Les chiffres livrés par l’AFLD dans son rapport annuel laissent apparaître un bilan très morose de la lutte anti-dopage durant l’année 2020, avec seulement 28 cas positifs. Certes la pandémie n’a pas été sans conséquences sur les actions de contrôles, mais il s’avère très faible par rapport aux années antérieures.
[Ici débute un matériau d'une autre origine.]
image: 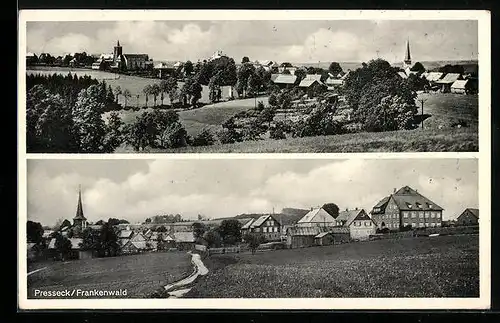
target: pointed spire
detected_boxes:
[405,38,411,65]
[73,185,86,220]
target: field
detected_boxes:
[147,128,479,153]
[27,67,229,107]
[28,252,192,298]
[417,93,479,129]
[186,235,479,298]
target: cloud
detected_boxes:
[28,159,478,225]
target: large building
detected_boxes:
[371,186,443,230]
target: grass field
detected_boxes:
[186,235,479,298]
[147,128,479,153]
[417,93,479,129]
[28,252,193,298]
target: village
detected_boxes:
[27,186,479,260]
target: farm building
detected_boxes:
[271,74,297,89]
[297,208,337,227]
[250,214,281,241]
[456,208,479,225]
[371,186,443,230]
[435,73,463,93]
[451,80,475,94]
[173,231,196,250]
[336,208,376,240]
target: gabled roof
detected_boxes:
[173,231,196,242]
[436,73,460,84]
[297,208,335,223]
[392,186,443,211]
[464,207,479,219]
[271,74,297,84]
[425,72,443,82]
[451,80,468,89]
[241,219,255,230]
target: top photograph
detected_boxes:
[20,16,482,154]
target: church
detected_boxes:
[92,40,153,71]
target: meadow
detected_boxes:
[149,128,479,153]
[186,235,479,298]
[27,252,193,298]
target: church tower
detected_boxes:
[404,39,411,69]
[73,186,87,229]
[113,40,123,62]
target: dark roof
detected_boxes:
[465,207,479,219]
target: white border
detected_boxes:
[18,10,491,310]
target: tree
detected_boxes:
[54,233,72,261]
[99,223,119,257]
[184,61,194,77]
[192,129,215,146]
[328,62,342,76]
[73,85,109,153]
[322,203,339,218]
[26,221,44,244]
[244,233,264,255]
[203,229,222,248]
[218,219,241,245]
[115,85,123,103]
[123,89,132,107]
[106,85,115,103]
[26,85,79,153]
[410,62,425,74]
[150,83,161,107]
[104,111,124,152]
[142,84,152,107]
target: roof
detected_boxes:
[464,207,479,219]
[392,186,443,211]
[118,230,134,239]
[436,73,460,84]
[297,208,335,223]
[425,72,443,82]
[299,79,321,87]
[241,219,255,229]
[250,214,271,228]
[173,231,196,242]
[48,238,83,249]
[271,74,297,84]
[451,80,468,89]
[398,72,408,79]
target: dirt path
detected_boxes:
[165,252,208,298]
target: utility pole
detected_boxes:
[418,98,427,129]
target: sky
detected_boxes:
[27,20,478,63]
[27,159,478,226]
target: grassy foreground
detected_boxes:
[186,235,479,298]
[28,252,192,298]
[150,128,479,153]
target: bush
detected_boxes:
[191,129,215,146]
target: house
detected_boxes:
[271,74,297,88]
[250,214,281,241]
[173,231,196,250]
[335,208,376,240]
[456,208,479,226]
[371,186,443,230]
[297,208,337,228]
[451,80,471,94]
[153,62,177,79]
[435,73,463,93]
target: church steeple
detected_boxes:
[73,185,87,228]
[404,38,411,66]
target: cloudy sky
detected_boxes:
[27,20,478,63]
[27,159,478,225]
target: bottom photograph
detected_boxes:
[25,158,480,299]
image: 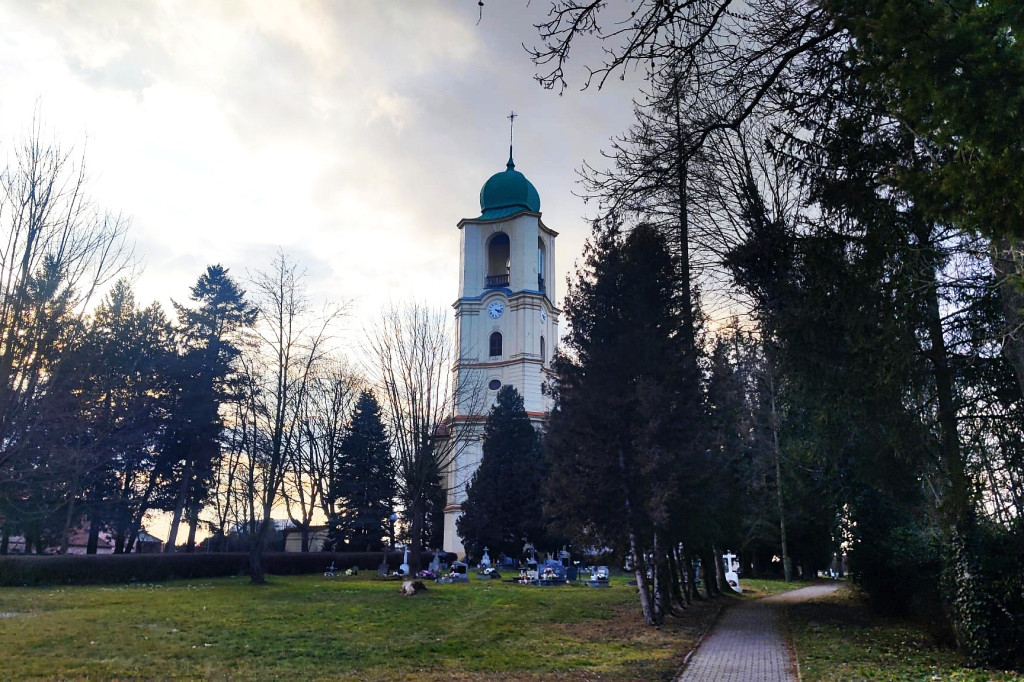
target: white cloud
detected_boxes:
[0,0,629,327]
A titre de comparaison, en 2008, 264 résultats anormaux avaient été enregistrés, et 202 en 2017. Autre point de repère, il y avait eu 28 cas positifs en athlétisme en 2012 !

Un véritable tassement des résultats de la lutte anti-dopage en 2020. C’est le constat que livre le rapport annuel de l’AFLD publié en cette mi-juin 2021. Et il apparaît d’autant plus implacable lorsque les chiffres de prélèvement et surtout de contrôles positifs sont comparés aux années précédentes.
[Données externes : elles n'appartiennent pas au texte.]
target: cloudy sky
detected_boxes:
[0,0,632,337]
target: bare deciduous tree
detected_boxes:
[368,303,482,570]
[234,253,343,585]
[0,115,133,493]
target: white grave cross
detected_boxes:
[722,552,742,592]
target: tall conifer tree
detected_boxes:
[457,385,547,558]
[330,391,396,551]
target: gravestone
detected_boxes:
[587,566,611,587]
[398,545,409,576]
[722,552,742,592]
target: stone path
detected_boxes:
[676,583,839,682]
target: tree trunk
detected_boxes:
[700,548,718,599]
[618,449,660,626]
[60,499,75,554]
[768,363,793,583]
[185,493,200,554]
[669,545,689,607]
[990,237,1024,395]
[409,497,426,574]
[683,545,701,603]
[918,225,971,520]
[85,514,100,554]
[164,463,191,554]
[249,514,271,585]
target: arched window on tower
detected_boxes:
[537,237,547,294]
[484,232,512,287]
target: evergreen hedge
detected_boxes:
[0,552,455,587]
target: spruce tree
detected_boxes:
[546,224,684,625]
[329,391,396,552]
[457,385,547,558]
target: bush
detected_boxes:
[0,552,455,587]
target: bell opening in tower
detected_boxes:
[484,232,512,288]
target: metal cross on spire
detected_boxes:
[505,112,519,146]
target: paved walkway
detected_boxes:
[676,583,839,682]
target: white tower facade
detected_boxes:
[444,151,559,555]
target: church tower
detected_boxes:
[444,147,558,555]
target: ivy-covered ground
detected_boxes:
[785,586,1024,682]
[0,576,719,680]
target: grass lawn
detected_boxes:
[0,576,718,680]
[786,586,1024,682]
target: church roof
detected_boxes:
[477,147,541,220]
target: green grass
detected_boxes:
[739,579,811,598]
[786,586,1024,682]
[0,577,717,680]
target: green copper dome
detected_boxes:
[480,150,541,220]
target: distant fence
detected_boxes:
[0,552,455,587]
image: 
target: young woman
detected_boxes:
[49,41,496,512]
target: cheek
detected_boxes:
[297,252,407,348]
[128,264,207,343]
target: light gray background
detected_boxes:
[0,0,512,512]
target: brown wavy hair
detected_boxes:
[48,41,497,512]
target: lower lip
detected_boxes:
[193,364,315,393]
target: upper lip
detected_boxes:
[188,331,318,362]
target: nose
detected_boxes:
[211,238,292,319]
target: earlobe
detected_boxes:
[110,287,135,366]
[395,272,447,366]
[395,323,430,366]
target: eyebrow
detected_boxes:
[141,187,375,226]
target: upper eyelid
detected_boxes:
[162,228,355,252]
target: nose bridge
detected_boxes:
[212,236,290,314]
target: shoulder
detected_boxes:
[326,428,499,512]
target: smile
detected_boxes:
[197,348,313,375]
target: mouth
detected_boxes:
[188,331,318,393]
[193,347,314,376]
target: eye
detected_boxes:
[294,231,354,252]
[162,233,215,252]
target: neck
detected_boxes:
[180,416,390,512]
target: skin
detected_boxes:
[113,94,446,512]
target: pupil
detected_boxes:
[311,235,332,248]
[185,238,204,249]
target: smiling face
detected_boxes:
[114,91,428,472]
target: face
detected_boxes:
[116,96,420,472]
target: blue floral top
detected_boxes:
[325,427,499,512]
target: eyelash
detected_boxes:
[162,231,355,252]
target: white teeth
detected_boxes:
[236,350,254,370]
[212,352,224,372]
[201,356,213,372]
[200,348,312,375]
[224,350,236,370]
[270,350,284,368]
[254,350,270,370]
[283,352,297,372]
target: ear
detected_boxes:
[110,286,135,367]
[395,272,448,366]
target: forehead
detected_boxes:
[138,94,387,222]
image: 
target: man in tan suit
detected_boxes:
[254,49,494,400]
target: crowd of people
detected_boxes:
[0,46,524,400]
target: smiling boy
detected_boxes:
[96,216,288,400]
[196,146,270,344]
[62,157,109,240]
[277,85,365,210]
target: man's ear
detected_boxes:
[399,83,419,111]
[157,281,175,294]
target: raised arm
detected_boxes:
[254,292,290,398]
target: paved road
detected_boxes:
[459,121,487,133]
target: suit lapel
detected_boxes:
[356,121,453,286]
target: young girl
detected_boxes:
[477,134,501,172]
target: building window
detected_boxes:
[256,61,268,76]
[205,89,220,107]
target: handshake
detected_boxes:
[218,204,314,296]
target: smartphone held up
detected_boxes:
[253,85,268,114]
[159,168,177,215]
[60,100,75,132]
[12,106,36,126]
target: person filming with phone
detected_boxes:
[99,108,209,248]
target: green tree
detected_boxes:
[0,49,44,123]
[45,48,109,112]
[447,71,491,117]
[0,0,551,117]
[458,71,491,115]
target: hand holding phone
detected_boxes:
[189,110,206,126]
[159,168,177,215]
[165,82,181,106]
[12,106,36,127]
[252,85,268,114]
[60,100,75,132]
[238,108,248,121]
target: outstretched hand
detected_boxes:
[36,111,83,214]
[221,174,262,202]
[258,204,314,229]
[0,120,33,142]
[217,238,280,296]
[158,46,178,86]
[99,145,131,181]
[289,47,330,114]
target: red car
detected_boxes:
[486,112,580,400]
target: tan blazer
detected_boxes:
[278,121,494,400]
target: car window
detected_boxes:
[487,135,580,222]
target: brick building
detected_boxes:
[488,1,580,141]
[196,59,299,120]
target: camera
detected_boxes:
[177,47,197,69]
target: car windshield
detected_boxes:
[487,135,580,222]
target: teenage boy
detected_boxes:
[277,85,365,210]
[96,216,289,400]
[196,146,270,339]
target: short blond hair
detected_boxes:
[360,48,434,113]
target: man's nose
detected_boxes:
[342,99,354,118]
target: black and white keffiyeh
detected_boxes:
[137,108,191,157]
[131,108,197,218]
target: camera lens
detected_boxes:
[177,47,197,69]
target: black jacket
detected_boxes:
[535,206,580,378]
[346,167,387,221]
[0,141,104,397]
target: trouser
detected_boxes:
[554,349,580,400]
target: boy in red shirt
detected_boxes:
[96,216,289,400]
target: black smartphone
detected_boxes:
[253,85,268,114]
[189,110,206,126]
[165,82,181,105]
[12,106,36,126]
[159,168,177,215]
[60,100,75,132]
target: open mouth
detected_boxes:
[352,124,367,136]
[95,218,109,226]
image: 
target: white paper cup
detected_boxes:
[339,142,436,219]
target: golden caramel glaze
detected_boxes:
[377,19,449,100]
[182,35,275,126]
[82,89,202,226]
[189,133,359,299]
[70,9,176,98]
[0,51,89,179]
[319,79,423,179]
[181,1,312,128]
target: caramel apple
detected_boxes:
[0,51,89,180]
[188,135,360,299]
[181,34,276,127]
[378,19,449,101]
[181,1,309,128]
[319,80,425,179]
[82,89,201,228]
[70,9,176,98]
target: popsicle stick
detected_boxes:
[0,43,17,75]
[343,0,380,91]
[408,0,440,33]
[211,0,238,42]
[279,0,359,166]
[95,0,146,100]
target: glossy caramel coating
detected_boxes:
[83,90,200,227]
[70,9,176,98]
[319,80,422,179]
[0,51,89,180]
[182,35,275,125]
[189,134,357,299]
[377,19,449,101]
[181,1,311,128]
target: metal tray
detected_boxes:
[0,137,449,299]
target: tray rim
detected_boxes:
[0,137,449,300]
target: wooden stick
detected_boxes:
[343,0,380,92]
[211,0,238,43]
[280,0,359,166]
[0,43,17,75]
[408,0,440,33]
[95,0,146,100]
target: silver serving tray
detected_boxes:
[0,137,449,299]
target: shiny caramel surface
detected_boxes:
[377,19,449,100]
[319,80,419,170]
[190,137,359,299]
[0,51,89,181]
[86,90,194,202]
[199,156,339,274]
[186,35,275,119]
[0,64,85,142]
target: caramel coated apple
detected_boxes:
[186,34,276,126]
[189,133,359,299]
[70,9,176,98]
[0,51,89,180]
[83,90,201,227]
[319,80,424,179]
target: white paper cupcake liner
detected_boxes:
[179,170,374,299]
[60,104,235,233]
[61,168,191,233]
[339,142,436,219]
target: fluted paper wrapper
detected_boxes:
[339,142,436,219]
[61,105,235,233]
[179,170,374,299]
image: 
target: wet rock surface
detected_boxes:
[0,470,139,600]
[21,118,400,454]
Pour mener ce travail, il faut s’obliger à consulter les rapports annuels successifs, les références antérieures n’étant plus diffusées dans le rapport depuis 2016, et l’année 2015 est la dernière où apparaît une figure qui reprend les chiffres des prélèvements urinaires depuis 2010. Bien dommage car cela permettait d’un coup d’œil de visualiser l’évolution de l’activité anti-dopage au fil du temps.

La compilation des éléments depuis 2006 fait entrevoir une chute importante du pourcentage de Résultats Anormaux d’Analyse, durant les deux dernières années. Dès 2019, le pourcentage se voit divisé par deux, et encore par deux en 2020, pour tomber à 0.43% de contrôles positifs, et seulement 28 cas.

18% de contrôles en moins mais une baisse de 57% de cas positifs

Certes l’année 2020 a été très perturbée par la crise sanitaire, qui n’a pas permis de réaliser le nombre de contrôles habituels, compte tenu de l’absence de compétitions. Ce sont ainsi 1400 contrôles en moins qui ont été effectués dans cette période, soit une baisse de 18%. Mais la diminution du nombre de RAA est, elle, de 57% en 2020, et de 79% depuis 2019.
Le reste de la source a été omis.